Let $u,v : [a,b] \to \mathbb R$ be continuous functions , let $f(x):=u(x)$ , when $x$ is rational ; $f(x):=v(x)$ , when $x$ is irrational . If $f$ is Riemann integrable , then is it true that $u(x)=v(x) , \forall x \in [a,b]$ ? If it is true , then I would like a proof possibly avoiding the Lebesgue Integrability criteria of measure $0$ . The only thing I have figured out is that $f$ is continuous at $x_0$ iff $u(x_0)=v(x_0)$ , then to verify the integrability ' with ' Lebesgue criteria , it appears , if $g\in C[a,b]$ is such that $g(x)=0$ a.e. then $g$ is identically $0$ ?

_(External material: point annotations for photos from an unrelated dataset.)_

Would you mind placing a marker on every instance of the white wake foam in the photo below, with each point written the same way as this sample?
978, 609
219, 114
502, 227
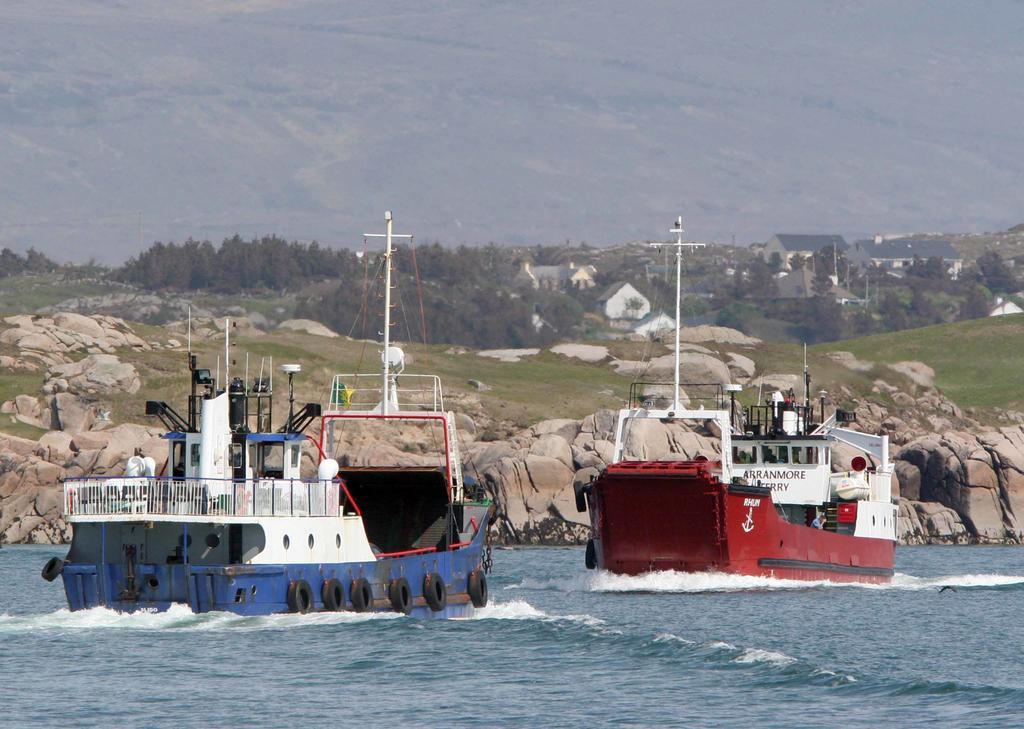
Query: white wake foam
176, 617
674, 582
757, 655
522, 610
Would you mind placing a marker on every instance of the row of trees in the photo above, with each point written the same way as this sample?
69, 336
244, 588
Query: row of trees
32, 262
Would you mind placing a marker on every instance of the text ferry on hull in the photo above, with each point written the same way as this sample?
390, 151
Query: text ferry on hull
765, 504
228, 523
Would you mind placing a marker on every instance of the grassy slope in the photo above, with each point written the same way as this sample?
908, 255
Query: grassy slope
977, 363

Please help . Thanks in advance
If $f$ is Riemann integrable on $[a,b]$, then it is Riemann integrable on each subinterval of $[a,b]$. Assume that you can find $x_0 \in [a,b]$ for which $u(x_0) \neq v(x_0)$. Without loss of generality, assume that $u(x_0) > v(x_0)$. Then, by continuity, you can find some $\varepsilon > 0$ such that $u(x) > v(x)$ for all $x \in [x_0 - \varepsilon, x_0 + \varepsilon]$. If you consider the Riemann sums of $f|_{[x_0 - \varepsilon, x_0 + \varepsilon]}$that correspond to partitions and choices of rational (irrational) points then, as the diameter of the partitions goes to zero, they will converge to $\int_{x_0 - \varepsilon}^{x_0 + \varepsilon} u(x) \, dx$ (or $\int_{x_0 - \varepsilon}^{x_0 + \varepsilon} v(x) \, dx $ respectively). Since $f$ is integrable by assumption, we must have
$$ \int_{x_0 - \varepsilon}^{x_0 + \varepsilon} u(x) \, dx = \int_{x_0 - \varepsilon}^{x_0 + \varepsilon} v(x) \, dx $$
contradicting the fact that $u(x) > v(x)$ on $[x_0 - \varepsilon, x_0 + \varepsilon]$.